Jugni Style is a South Asian arts, cultures and lifestyle magazine. We talk about everything from race & politics and personal essays, to clothes and the latest art exhibit.
Jugni Style is created for the critical thinkers, the creators and the dreamers looking for high quality, sometimes serious and sometimes amusing content.
The Jugni Style Manifesto
- We pledge to bring our readers relevant stories related to South Asian identities, cultures and life.
- We vow to never carry stories or advertisements on dating, nor will we sponsor dating events.
- We will not talk about how we are part of a crush generation, how we’re torn between cultures, how we can’t identify with our parents, or how we battle between East & West.
- We will not implore our readers to get married. The single life is great too.
- We will act as guinea pigs and test products before recommending them to our readers.
- We will never use the word “masala” unless we’re talking about a dinner recipe.

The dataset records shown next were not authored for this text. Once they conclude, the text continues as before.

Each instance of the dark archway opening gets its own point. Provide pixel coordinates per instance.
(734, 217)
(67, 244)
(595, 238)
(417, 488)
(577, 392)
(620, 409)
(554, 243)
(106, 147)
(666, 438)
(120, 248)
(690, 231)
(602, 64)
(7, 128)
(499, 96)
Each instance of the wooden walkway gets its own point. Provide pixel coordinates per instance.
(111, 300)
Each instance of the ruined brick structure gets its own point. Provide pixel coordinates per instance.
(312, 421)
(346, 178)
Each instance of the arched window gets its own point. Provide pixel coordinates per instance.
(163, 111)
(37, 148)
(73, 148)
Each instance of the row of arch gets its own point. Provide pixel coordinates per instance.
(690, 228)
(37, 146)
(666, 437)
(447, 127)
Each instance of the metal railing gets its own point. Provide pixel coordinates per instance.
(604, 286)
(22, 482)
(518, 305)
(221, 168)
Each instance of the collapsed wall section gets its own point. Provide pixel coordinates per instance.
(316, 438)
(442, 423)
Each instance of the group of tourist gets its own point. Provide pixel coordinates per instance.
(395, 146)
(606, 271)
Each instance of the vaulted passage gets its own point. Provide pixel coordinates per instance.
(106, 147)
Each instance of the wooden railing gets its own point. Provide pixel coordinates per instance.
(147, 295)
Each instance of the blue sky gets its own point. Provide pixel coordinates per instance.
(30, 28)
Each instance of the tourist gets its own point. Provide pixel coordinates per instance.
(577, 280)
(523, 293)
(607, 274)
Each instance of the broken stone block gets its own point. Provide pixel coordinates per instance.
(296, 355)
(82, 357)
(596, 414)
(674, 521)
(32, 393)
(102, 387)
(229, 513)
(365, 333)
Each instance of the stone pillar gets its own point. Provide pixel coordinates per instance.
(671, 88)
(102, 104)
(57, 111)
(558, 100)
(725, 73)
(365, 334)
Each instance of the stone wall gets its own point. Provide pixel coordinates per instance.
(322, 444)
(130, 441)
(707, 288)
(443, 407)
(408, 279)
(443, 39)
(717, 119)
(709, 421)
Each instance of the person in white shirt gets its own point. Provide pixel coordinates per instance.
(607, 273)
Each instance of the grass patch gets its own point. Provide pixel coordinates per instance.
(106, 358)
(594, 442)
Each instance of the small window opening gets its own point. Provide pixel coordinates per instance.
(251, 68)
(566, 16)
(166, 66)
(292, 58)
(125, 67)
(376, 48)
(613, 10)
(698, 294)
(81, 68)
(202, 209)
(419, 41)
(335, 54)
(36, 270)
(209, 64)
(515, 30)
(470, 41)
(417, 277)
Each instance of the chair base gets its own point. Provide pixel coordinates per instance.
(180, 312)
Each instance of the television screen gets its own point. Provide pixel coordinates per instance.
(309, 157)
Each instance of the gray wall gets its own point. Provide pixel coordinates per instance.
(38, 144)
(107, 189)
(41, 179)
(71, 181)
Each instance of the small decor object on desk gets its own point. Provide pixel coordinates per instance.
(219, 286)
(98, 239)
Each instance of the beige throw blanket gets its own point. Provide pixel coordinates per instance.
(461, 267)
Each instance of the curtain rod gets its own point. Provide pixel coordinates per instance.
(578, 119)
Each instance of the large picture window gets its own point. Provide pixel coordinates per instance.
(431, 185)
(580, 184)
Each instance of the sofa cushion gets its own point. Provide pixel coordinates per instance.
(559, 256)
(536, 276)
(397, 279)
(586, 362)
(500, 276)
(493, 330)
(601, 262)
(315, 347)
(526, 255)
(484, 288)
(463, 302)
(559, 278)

Jugni Style was created in 2010 by Joti Dhesi and Manjot Bains, two women on a mission to bring fabulous South Asian-themed stories to the world.
What Exactly is Jugni?
How do you pronounce that? joo-goh-nee – stahyl
Jugni represents a woman who travels from place to place, and makes funny, clever and insightful observations on all that goes on around her – which is why we named our online magazine after her.

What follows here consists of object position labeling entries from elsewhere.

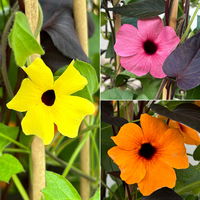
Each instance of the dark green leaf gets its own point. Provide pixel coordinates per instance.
(188, 180)
(88, 72)
(141, 8)
(107, 115)
(193, 93)
(163, 194)
(59, 188)
(22, 41)
(9, 166)
(96, 195)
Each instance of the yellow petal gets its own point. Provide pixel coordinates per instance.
(69, 111)
(27, 96)
(158, 175)
(38, 121)
(40, 74)
(70, 81)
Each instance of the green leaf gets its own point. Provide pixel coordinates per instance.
(141, 8)
(188, 180)
(196, 154)
(59, 188)
(193, 93)
(88, 72)
(117, 93)
(96, 195)
(9, 132)
(9, 166)
(22, 41)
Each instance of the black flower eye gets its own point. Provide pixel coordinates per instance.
(150, 47)
(147, 151)
(48, 97)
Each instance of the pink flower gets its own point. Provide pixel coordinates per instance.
(145, 49)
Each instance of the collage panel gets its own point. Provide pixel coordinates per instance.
(150, 150)
(150, 50)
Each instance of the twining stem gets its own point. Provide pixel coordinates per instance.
(14, 150)
(190, 24)
(73, 169)
(75, 153)
(4, 42)
(37, 146)
(81, 24)
(14, 141)
(20, 187)
(117, 23)
(172, 22)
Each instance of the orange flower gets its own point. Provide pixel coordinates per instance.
(190, 135)
(147, 155)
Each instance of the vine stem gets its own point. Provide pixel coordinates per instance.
(166, 94)
(20, 187)
(37, 146)
(117, 23)
(190, 24)
(80, 16)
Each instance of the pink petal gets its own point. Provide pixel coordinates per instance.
(167, 40)
(156, 68)
(150, 28)
(127, 41)
(137, 64)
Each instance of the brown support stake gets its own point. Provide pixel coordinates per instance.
(172, 23)
(80, 15)
(117, 23)
(37, 147)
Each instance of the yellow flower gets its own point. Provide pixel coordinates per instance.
(50, 102)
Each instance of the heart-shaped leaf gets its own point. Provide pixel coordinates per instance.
(59, 188)
(59, 25)
(163, 194)
(141, 8)
(186, 113)
(183, 64)
(9, 166)
(22, 41)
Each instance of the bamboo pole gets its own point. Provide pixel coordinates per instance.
(172, 23)
(37, 147)
(80, 15)
(117, 23)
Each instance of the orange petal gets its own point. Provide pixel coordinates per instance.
(152, 127)
(172, 150)
(129, 137)
(190, 135)
(158, 175)
(132, 168)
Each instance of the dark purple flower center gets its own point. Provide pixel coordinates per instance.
(147, 151)
(150, 47)
(48, 97)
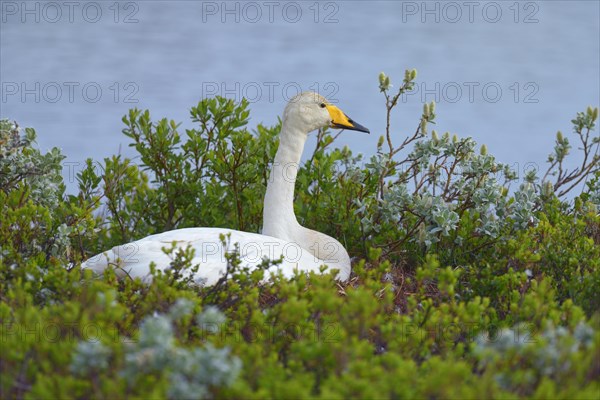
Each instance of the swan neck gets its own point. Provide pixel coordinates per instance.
(279, 219)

Literally meaning a female firefly, Jugni is a narrative device used in Punjabi folk music, where the writer uses Jugni as an observer who comments on different situations and places. Almost every contemporary musician singing in Punjabi has sung about Jugni, from the late Pakistani folk singer Alam Lohar and his son Arif Lohar, to the UK’s Swami, Malkit Singh and Mukhtiar Sahota, and even Bollywood renditions in films like Oye Lucky, Lucky Oye!, Tanu Weds Manu and Sahib Biwi Aur Gangster.
Wondering who sang our favourite version of Jugni? Malkit Singh of course! Listen to the track produced with Bally Sagoo for his album, Star Crazy (1993).
We are grateful to work on land that is within the shared traditional and unceded territory of the Coast Salish Peoples, including the territories of the xʷməθkwəy̓əm (Musqueam), Skwxwú7mesh (Squamish), and Səl̓ílwətaʔ/Selilwitulh (Tsleil-Waututh) Nations.